Thursday, March 23, 2006


Isaiah's Prophecy

“Who hath believed the report?” The questions of all time won’t die, “To whom is the arm of the Lord revealed?” Some still ask, “Why don’t I get it?”, as they always have and will continue until the absolute revelation of Jesus Christ becomes the undeniable reality. I know the questions because I asked them too. These are the ultimate questions of human existence. And when you’re on the outside, lookin’ in, they feel unanswerable. I remember thinking, “I’ll never understand this. It’s too weird.” Some of it is the emotional content. My family and I don’t attend the charismatic, “holy roller”, hand-clapping worship services, close and convenient to home, because of the “left out” feeling it holds for the quiet and reserved. But the real question isn’t “Who has shouted?” It is, “Who has believed the report?” It is all a matter of reading and believing. Most often, the belief would come first so that a person’s curiosity allows him to read with a ravenous hunger. Here, in Christianity Is Jewish, reading is placed in the sentence first. This is my fascination…reading, minus belief, is an option and a good one at that! As I read apologists like the Schaeffers, Lee Strobel, or Dr. Kennedy, I am utterly convinced, reading does lead to believing. I’m talking about the irrefutable fulfillment of the many, many Biblical prophecies in history, and the promises (prophecies) Christians are standing on because God has shown that He is good to His Word. There are evidences in archeology, secular historical writing, analysis of countless writers of faith and cross examination from the opposition, but let us dwell on the self-fulfilling evidence within the Bible. As Dr. Kennedy emphatically declares, “For those who are honest seekers after the truth there is abundant evidence.” (Why I Believe; p.116) “One of the purposes for God’s giving the Old Testament to the Jewish people was to be able to identify the Messiah when He came from among them. Prophecies are usually vague by nature; not the ones in the Word of God.” (p. 121) An unbeliever, right now, somewhere is saying, “I have honestly sought after truth and I don’t get it.”

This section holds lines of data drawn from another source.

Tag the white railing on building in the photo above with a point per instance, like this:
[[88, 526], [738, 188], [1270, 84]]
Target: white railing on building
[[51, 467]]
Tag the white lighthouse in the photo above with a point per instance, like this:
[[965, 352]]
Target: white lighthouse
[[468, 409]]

“To whom is the arm of the Lord revealed?” “Ah! To any who will listen with ears and minds,” dear Mrs. Schaeffer replies. (Sometimes I just wanna call her Mom!) “To any who will read with eyes and an ordinary understanding of words and grammar.”

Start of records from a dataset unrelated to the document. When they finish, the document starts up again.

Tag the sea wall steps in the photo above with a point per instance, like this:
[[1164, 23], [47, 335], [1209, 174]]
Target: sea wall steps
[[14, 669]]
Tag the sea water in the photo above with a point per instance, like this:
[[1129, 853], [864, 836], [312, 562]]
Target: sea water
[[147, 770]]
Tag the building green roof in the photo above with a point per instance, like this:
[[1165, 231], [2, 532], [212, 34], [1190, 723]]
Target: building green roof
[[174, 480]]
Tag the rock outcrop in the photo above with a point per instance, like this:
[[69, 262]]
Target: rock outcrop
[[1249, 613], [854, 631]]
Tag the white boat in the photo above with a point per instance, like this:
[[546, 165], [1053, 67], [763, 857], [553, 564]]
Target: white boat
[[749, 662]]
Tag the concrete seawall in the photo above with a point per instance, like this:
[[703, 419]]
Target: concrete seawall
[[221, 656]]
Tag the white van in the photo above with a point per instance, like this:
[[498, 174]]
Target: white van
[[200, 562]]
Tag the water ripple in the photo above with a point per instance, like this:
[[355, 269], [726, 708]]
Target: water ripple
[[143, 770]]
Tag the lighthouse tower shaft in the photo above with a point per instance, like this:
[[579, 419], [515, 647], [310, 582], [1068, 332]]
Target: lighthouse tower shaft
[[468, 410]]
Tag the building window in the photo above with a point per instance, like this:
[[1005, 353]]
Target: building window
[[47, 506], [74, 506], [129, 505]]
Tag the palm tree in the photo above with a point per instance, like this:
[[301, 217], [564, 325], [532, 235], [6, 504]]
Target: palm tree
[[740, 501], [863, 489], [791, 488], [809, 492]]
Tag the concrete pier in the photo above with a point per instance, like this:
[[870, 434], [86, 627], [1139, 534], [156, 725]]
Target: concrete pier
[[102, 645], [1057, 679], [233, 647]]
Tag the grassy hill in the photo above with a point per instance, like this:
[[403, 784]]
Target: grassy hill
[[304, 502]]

She continues on the subject of Isaiah, “Forget that which men have said as they have taken the scissors of their unbelieving minds and have slashed out the supernatural parts of the Bible, letting them fall to the floor or in the fireplace, leaving a shorn bit of lacy scrap to piece together in the bizarre combinations [that] their own minds imagine to make more sense.” (Christianity Is Jewish; p. 92) Fitting it into the easier mythology/fable category isn’t a fair reading. Isaiah had a few words to put down on the paper of time, 700 years before Christ.